Title

Cluster based classification for semantic role labeling

Date of Award

2007

Degree Type

Dissertation

Degree Name

Doctor of Philosophy (PhD)

Department

Electrical Engineering and Computer Science

Advisor(s)

Kishan Mehrotra

Keywords

Classification, Semantic role labeling, Cluster-based classification, Machine learning

Subject Categories

Artificial Intelligence and Robotics | Computer Sciences | Physical Sciences and Mathematics

Abstract

The task of Semantic Role Labeling (SRL) in a language is to determine relations among the entities and the events in text. SRL is a difficult task due to frequently occurring variations in a language. The number of relations that may occur between entities and events is large. To address this task, generally a large number of features are selected and large training and validation sets are required.

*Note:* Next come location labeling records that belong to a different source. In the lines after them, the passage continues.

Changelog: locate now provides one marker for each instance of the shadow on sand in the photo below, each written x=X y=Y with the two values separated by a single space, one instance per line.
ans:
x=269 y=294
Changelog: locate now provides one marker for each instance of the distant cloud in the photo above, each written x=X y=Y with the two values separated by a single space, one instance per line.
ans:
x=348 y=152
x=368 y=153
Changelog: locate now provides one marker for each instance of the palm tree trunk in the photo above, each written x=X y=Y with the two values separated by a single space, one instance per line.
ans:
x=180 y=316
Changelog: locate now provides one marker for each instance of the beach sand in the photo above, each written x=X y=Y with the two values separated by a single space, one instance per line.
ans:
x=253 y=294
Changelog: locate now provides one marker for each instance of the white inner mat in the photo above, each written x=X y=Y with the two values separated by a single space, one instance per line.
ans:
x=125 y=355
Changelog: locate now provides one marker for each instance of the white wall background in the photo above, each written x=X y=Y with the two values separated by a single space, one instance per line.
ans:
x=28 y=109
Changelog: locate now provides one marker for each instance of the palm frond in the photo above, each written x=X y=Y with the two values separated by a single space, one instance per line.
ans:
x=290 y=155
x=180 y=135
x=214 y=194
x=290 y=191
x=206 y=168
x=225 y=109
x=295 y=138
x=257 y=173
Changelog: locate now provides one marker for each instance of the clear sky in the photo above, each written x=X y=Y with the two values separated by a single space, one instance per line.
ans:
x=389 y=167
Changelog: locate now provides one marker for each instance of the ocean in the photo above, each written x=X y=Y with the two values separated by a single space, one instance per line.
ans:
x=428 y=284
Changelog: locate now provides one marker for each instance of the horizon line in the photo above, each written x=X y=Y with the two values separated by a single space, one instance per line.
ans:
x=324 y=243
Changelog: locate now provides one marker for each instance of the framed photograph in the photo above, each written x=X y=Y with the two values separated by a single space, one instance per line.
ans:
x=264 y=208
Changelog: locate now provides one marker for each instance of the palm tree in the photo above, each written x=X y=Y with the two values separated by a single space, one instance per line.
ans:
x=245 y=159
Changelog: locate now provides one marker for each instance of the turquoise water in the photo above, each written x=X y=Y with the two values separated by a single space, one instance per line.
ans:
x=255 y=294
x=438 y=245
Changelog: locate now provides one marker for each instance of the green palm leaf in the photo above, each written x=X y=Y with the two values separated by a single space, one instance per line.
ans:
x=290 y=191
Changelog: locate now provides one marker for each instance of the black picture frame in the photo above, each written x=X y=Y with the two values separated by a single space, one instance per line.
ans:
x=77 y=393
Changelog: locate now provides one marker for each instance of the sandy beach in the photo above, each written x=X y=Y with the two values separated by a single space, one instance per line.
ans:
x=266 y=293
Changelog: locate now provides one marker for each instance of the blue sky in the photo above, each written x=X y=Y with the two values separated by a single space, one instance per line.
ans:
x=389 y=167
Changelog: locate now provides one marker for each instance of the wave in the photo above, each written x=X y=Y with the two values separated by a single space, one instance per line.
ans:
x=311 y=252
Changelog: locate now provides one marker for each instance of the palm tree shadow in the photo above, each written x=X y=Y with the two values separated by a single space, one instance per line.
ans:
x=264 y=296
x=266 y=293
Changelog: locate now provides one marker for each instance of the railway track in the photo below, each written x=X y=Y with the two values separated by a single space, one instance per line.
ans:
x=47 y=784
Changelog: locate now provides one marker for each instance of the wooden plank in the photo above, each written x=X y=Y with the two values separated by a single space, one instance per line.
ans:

A classification task involving a few classes is easier to handle. If the number of classes is large, the performance of any classification algorithm rapidly deteriorates due to cross-talk among the features that can be used to differentiate them. To reduce the effect of this cross-talk, we propose that similar objects should be grouped together and appropriate features are used to distinguish them within a group.

In this dissertation, we propose to use clustering to "naturally" partition the training data into several clusters by using a subset of available features. A local classifier for each cluster is constructed using an "optimum subset" of features determined by an automatic feature selection mechanism. The proposed algorithm is called Cluster Based Classification (CBC).

In recent years, it has been proposed that the SRL problem should be solved in two steps, identification step and labeling step. We applied the new classification technique to both steps. This approach gives superior results over the single classifier approaches. An additional benefit of the proposed approach is that it dramatically reduces the testing time for a new example. Thus, our approach can be used in real-time NLP applications.

The proposed cluster based classification approach has also been applied to some other well-known classification problems with very promising results.

Access

Surface provides description only. Full text is available to ProQuest subscribers. Ask your Librarian for assistance.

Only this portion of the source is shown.